Ce petit mot pour te dire que je passe mes vacances comme souvent : près de chez moi. Notre Sud-Ouest est « congrut » de lieux sans flamme autre que celle qui m’entorche, et à chaque fois que, juilletiste ou aoûtienne, je les embrasse en marche de mes bras tendus vers la figue et le tournesol, les clochers rendus taiseux ou l’or bleu de Cocagne me saluent dans leur histoire. Cette diversité est une chance que je partage avec des randonneurs ou des pèlerins, parfois même avec des vieux du coin.

Au cours de ces balades crottées et fécondes, je traverse des villages animés des mains de touristes affairés à toucher la matière du vivant sur des maisons abandonnées, voire en indivision, et beaucoup d’entre eux, je dois dire, manquent se rompre l’âme en tournant comme souvent le dos à l’essentiel.

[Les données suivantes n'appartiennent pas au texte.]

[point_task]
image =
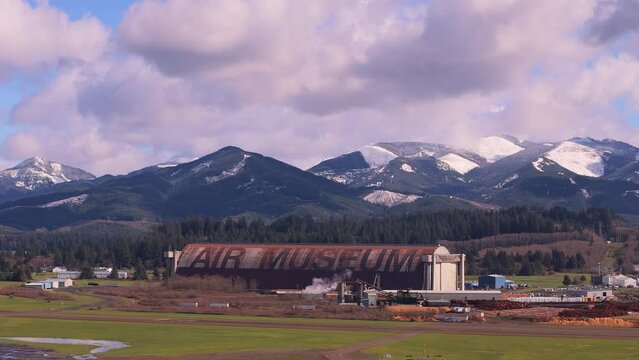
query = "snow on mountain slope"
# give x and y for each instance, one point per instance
(407, 168)
(228, 173)
(389, 198)
(580, 159)
(458, 163)
(493, 148)
(376, 156)
(37, 172)
(75, 200)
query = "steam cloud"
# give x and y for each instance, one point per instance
(325, 285)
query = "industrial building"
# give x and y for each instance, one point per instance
(50, 284)
(431, 268)
(104, 274)
(492, 281)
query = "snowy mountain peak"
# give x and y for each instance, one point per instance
(458, 163)
(376, 156)
(37, 172)
(580, 159)
(493, 148)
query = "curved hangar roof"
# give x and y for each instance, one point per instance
(212, 257)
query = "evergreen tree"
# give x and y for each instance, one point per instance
(114, 273)
(86, 272)
(156, 274)
(140, 272)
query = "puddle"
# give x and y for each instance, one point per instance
(101, 345)
(22, 352)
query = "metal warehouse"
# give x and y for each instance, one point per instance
(295, 266)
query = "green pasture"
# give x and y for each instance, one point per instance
(171, 339)
(539, 281)
(58, 348)
(239, 318)
(480, 347)
(8, 303)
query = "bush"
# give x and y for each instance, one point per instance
(207, 283)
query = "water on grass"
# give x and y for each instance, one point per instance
(101, 345)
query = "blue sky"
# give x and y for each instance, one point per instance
(108, 11)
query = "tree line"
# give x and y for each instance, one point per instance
(129, 250)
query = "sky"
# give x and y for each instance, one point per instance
(113, 86)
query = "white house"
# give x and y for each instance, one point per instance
(38, 285)
(103, 274)
(619, 280)
(69, 275)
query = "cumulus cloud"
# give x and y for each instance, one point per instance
(614, 18)
(302, 81)
(37, 36)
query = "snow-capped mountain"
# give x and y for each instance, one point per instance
(359, 167)
(389, 177)
(500, 170)
(36, 174)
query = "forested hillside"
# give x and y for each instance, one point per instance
(458, 228)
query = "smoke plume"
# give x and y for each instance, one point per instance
(325, 285)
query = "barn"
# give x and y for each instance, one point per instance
(295, 266)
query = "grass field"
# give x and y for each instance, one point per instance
(58, 348)
(169, 339)
(23, 304)
(480, 347)
(539, 281)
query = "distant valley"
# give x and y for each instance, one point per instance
(390, 177)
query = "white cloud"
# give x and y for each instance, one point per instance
(301, 81)
(33, 37)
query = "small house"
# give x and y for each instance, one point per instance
(59, 283)
(492, 281)
(68, 275)
(38, 285)
(103, 274)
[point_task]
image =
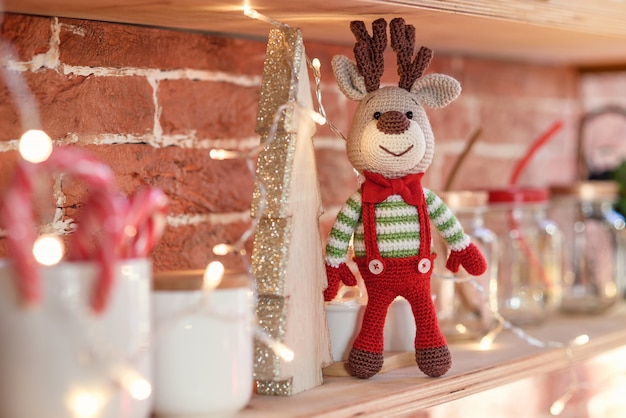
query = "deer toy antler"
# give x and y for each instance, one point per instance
(403, 44)
(368, 51)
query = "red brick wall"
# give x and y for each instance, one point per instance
(152, 103)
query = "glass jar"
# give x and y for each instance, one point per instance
(595, 262)
(530, 259)
(464, 303)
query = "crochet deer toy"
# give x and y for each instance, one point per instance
(391, 144)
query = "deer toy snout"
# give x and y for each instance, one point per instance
(393, 122)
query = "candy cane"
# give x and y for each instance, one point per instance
(19, 223)
(145, 222)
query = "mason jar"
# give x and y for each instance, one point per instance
(530, 260)
(595, 262)
(465, 304)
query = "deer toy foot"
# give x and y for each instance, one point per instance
(434, 362)
(364, 364)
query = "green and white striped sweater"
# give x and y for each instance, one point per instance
(397, 228)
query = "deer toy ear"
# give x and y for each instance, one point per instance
(436, 90)
(350, 82)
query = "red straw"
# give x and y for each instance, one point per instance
(521, 165)
(103, 221)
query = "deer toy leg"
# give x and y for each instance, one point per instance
(366, 356)
(431, 349)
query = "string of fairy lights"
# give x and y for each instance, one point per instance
(35, 146)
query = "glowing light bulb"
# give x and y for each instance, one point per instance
(318, 118)
(222, 154)
(213, 275)
(35, 146)
(282, 351)
(85, 405)
(581, 339)
(139, 389)
(48, 250)
(486, 342)
(222, 249)
(559, 405)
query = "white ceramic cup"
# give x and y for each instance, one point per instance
(204, 348)
(344, 315)
(59, 359)
(400, 327)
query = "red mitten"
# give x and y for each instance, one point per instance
(335, 276)
(470, 258)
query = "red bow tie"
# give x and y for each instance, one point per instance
(378, 188)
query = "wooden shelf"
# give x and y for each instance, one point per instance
(576, 32)
(402, 391)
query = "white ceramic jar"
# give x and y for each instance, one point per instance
(59, 359)
(203, 345)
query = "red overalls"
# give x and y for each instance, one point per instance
(387, 278)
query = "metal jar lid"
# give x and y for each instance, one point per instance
(190, 280)
(464, 199)
(589, 191)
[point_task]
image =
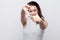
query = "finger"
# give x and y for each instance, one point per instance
(27, 6)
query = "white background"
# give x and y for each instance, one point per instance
(10, 24)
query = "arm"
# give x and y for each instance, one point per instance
(43, 24)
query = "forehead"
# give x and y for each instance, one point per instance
(33, 7)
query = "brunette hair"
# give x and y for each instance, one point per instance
(33, 3)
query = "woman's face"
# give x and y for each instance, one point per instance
(33, 10)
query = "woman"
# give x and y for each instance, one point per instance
(34, 23)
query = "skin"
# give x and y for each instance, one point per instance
(34, 16)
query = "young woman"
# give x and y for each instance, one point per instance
(34, 23)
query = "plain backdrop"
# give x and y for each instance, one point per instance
(10, 15)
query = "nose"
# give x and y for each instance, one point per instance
(33, 14)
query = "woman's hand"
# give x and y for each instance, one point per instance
(36, 18)
(26, 8)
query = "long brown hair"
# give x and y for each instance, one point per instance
(23, 19)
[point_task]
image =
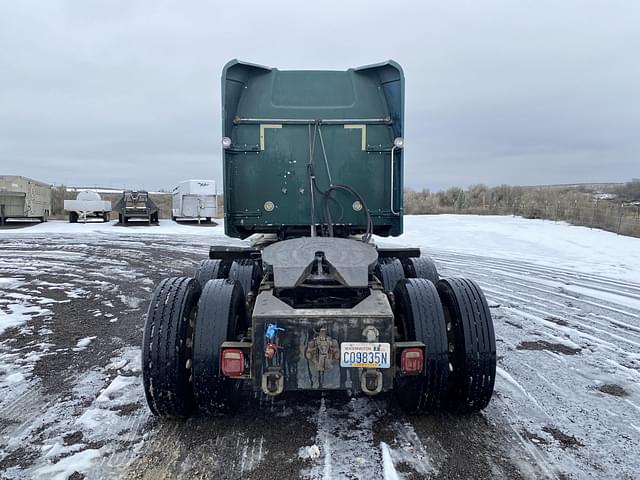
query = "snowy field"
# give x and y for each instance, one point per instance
(565, 302)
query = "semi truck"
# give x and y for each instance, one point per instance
(313, 175)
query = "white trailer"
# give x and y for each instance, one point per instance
(195, 200)
(86, 205)
(24, 198)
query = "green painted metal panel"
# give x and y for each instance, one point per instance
(275, 119)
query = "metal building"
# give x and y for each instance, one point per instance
(22, 198)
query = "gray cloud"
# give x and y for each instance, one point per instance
(127, 93)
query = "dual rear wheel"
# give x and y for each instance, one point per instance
(451, 317)
(187, 321)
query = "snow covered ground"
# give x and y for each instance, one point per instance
(566, 307)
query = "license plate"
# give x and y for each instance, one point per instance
(365, 355)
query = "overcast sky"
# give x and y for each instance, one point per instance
(126, 93)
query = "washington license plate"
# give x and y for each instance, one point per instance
(365, 355)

Les hôtes de vieilles fermes aux poulaillers vides les restaurent parfois, et ces odeurs de frites, de moutarde et de crésyl, je les retrouve partout où le citadin vient consommer de l’authentique.

Si tu me demandes comment je vais, je te répondrai que je ressemble en ce moment à une forêt négligée : comme elle j’ai des chablis tombés d’un gilet pourri, et je marche sur des aiguilles à broder cassées et des feuilles sèches de toute encre.

Je n’ai pu me rendre à ton cher Loubens et j’ai manqué sa musique de chambre, mais je pense à tes lectures publiques quand je vais à Marciac où la libraire enthousiaste a des projets de même sorte.

Il y a parfois, au détour d’une grange, une étrange femme qui conduit doucement sa vie dans l’allée centrale de chez son père, comme Raymond Babbitt, l’homme de la pluie qui penche sa tête sur la musique « On the road » de Hans Zimmer.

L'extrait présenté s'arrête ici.